Otro elemento a evaluar es el tipo de vehículo que se ofrece. Al estar ubicada dentro de la Agencia Madiautos, es probable que Asesor Autofinanciera S.A.S. trabaje primordialmente con vehículos de las marcas comercializadas por dicho concesionario. Esto puede representar una ventaja si el cliente busca específicamente una marca o referencia puntual, pero también puede limitar las opciones de quien desee comparar precios o modelos en el mercado abierto.
Antes de tomar cualquier decisión, el cliente potencial debe solicitar por escrito todas las condiciones del contrato: tiempos máximos garantizados para la entrega del vehículo, política clara de pago anticipado con reducción efectiva de intereses, plazos concretos para la entrega del paz y salvo y levantamiento de prenda, y un canal de comunicación directo y verificable con la empresa. Si alguno de estos puntos genera dudas, lo más sensato es buscar asesoría en consultoras financieras independientes o contrastar con otras opciones del mercado.

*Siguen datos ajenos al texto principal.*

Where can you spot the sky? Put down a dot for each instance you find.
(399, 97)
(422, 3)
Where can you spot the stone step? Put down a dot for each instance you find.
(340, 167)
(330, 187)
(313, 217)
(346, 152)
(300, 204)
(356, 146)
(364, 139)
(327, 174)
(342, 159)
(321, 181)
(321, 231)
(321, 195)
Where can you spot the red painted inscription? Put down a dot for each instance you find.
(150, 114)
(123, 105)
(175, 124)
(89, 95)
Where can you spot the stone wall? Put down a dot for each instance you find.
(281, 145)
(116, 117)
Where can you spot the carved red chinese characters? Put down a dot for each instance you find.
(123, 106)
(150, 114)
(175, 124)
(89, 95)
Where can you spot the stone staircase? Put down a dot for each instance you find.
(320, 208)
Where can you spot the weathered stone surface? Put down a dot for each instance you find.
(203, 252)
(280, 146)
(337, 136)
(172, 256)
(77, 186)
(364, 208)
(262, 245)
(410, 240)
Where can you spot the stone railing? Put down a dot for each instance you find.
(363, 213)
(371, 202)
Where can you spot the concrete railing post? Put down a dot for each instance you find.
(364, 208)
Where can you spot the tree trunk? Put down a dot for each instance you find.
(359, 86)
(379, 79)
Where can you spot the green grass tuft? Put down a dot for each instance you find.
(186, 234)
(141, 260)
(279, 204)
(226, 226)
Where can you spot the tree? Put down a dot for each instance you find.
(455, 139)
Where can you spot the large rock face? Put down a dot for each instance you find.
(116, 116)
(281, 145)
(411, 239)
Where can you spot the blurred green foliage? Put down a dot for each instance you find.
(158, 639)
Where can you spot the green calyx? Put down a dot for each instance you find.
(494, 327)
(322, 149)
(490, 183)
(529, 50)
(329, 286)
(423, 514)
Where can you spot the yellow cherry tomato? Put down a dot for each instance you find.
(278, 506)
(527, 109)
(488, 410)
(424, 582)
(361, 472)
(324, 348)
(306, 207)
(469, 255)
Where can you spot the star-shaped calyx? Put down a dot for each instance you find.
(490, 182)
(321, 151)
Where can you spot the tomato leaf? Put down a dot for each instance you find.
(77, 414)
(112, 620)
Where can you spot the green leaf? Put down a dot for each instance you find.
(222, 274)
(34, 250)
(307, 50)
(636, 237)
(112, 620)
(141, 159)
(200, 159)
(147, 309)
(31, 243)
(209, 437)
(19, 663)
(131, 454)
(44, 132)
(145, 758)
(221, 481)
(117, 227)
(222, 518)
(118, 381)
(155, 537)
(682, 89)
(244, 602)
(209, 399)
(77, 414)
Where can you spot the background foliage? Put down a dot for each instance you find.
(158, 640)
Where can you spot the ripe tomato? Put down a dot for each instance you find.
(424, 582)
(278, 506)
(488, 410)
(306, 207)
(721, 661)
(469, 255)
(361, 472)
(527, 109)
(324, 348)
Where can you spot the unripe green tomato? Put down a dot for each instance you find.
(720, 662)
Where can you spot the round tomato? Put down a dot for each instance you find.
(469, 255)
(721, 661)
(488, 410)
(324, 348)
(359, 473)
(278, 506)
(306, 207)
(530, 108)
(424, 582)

En definitiva, Asesor Autofinanciera S.A.S. opera bajo un modelo de negocio que puede resultar atractivo para personas con dificultades de acceso al crédito bancario tradicional, pero la experiencia documentada por sus propios clientes señala deficiencias importantes en su operación, sobre todo en lo referente a la entrega oportuna de documentos, la flexibilidad en el pago anticipado y la comunicación con el usuario. La decisión de contratar sus servicios debe apoyarse en una evaluación detallada de cada cláusula contractual y, especialmente, en la comparación con alternativas bancarias más transparentes. El propósito de tener un vehículo propio no debería transformarse en una trampa burocrática y financiera que termine perjudicando al bolsillo del consumidor.